適材適所という言葉がある
二通りを食べ終えて、頭の中のスクリーンに大きく「適材適所」という四字熟語が映し出された。
その人の適性や能力に応じて、それにふさわしい地位・仕事に就かせるという意味だ。
ほんとうに、まったくもってそのとおりだねと深くうなずきながら、のりたまごはんとゴールデンチョコレートをもう一度食べて一日を終えた。

ゴールデンチョコレートというドーナツがある。
シンプルなチョコレートドーナツに、商品名の由縁たる黄金色の小さなクランチがトッピングされている。
このクランチがほの甘くてカリカリしていて、ドーナツのまったりしたチョコレート味と相まってとてもおいしい。最近このクランチが卵黄と砂糖から作られていると知った。
卵から作られた甘くておいしいトッピングと聞いて思い浮かぶものがもうひとつある。のりたまだ。
のりたまの「たま」とゴールデンチョコレートの「ゴールデン」。ふたつが入れ替え可能だとしたら、大スクープなのではないか。
突然降って湧いた大スクープの予感に気持ちがはやる。
入れ替え可能かどうか、実際にやってみて検証したい。
のりたまの「たま」を取り出してチョコレートドーナツにかけてみよう。
のりたまから「たま」だけを選り分けていく。
一粒ひと粒つまんで選り分けているうちに、だんだん頭がボーッとしてくる。霞の向こうに、ほかほかののりたまごはんが見えてきた。
のりたまごはんは何故あんなにおいしいのだろう。
ひとくちめを食べたときに「あまい!」と感じる。それがすごいと思う。だってふりかけってお米に味のフィルターをかけて食べ飽きないようにするためのものだろう。
じんわり静かな波みたいに広がる、お米の甘みと、玉子の甘み。
たまとチョコレートドーナツの組み合わせも、ほろほろのたまとふかふかしっとりのチョコレート生地とが溶け合っておいしいと思う。エクレアのカスタードとチョコレートの組み合わせもすばらしいものだしね。
ゴールデンチョコレートに比べると色味が鮮やかで、ハロウィンの季節なんか特に似合いそうだ。
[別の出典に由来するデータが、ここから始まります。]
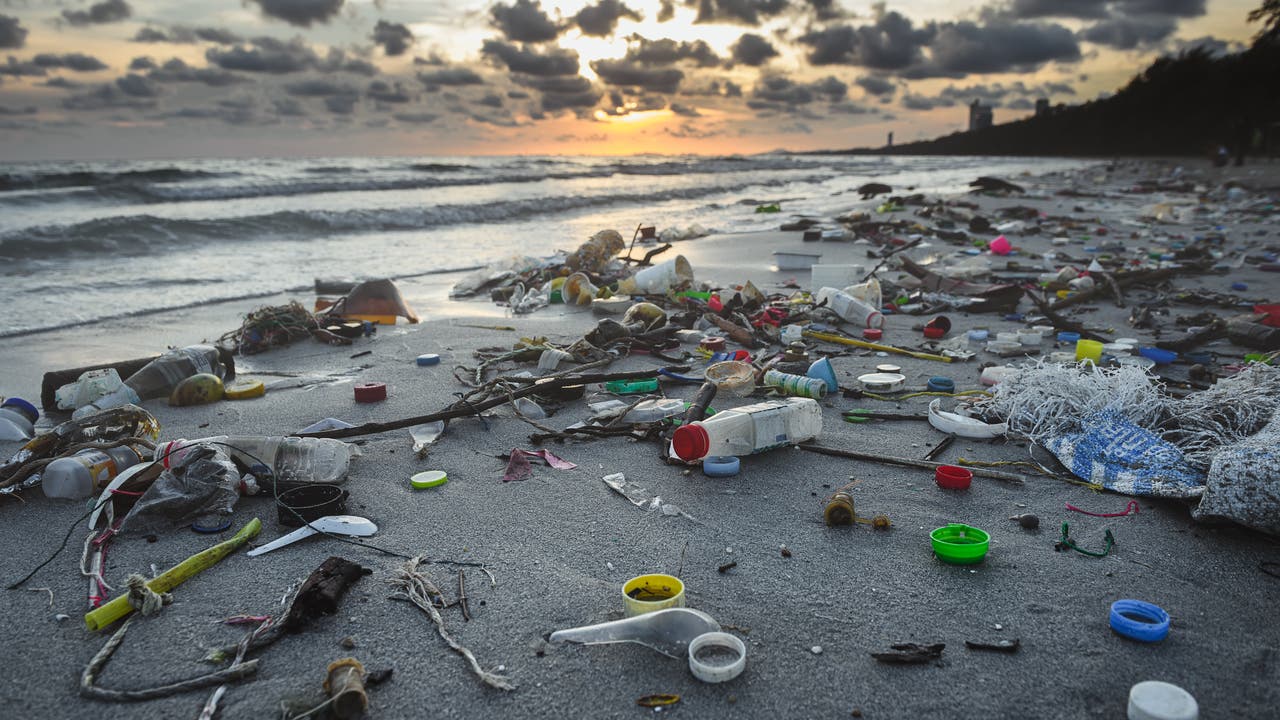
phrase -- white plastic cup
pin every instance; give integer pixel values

さっそくひときれ食べてみよう。
ひとは驚きのあまり表情が無くなることがあるらしい。
口の中で、たまとチョコレートが大暴れしている。
ふかふかのたまが舌の水分をさっと奪う。水分を奪う代わりにじわっと塩味を残して走り逃げようとする。そうか、たまはしょっぱかったのか!と、衝撃が脳に到達する頃にはチョコレートが逃げるたまを捕らえて、そのまま背負投げた。一本!勝負あり!
レフェリーが(誰だ)チョコレートの腕を掲げようとするも、既にチョコレートは次のたまを追いかけている――。
咀嚼し終えたときにはチョコレートが全てのたまをなぎ倒し、丸め込み、いわゆる「甘じょっぱい」という状態になるのだが、塩キャラメルやチョコかけポテトチップスにはない、荒々しさが垣間見えた。
急に手のひらを返すたまも、力で押し切るチョコレートもこわいと思った。饅頭こわい的な意味でなく、純粋に食べものをこわいと思ったのは初めてだ。
のりたまのたま以外と、ゴールデンチョコレートのゴールデンをかけ合わせた「のりゴールデンごはん」も試してみた。
のりたまごはんと同じく、一口目の印象は「あまい」。しかしこれは砂糖の甘みだな。お米、カリカリの砂糖、海苔、鰹…それぞれの味が好き勝手に踊り、そして順番に退場していく。
アリーナ会場で行われたライブの後方席で、ステージを映し出すモニターを一生懸命眺めているみたいだ。自分の口の中での出来事なのに、なんだか現実味がない。
二通りを食べ終えて、頭の中のスクリーンに大きく「適材適所」という四字熟語が映し出された。
その人の適性や能力に応じて、それにふさわしい地位・仕事に就かせるという意味だ。
ほんとうに、まったくもってそのとおりだねと深くうなずきながら、のりたまごはんとゴールデンチョコレートをもう一度食べて一日を終えた。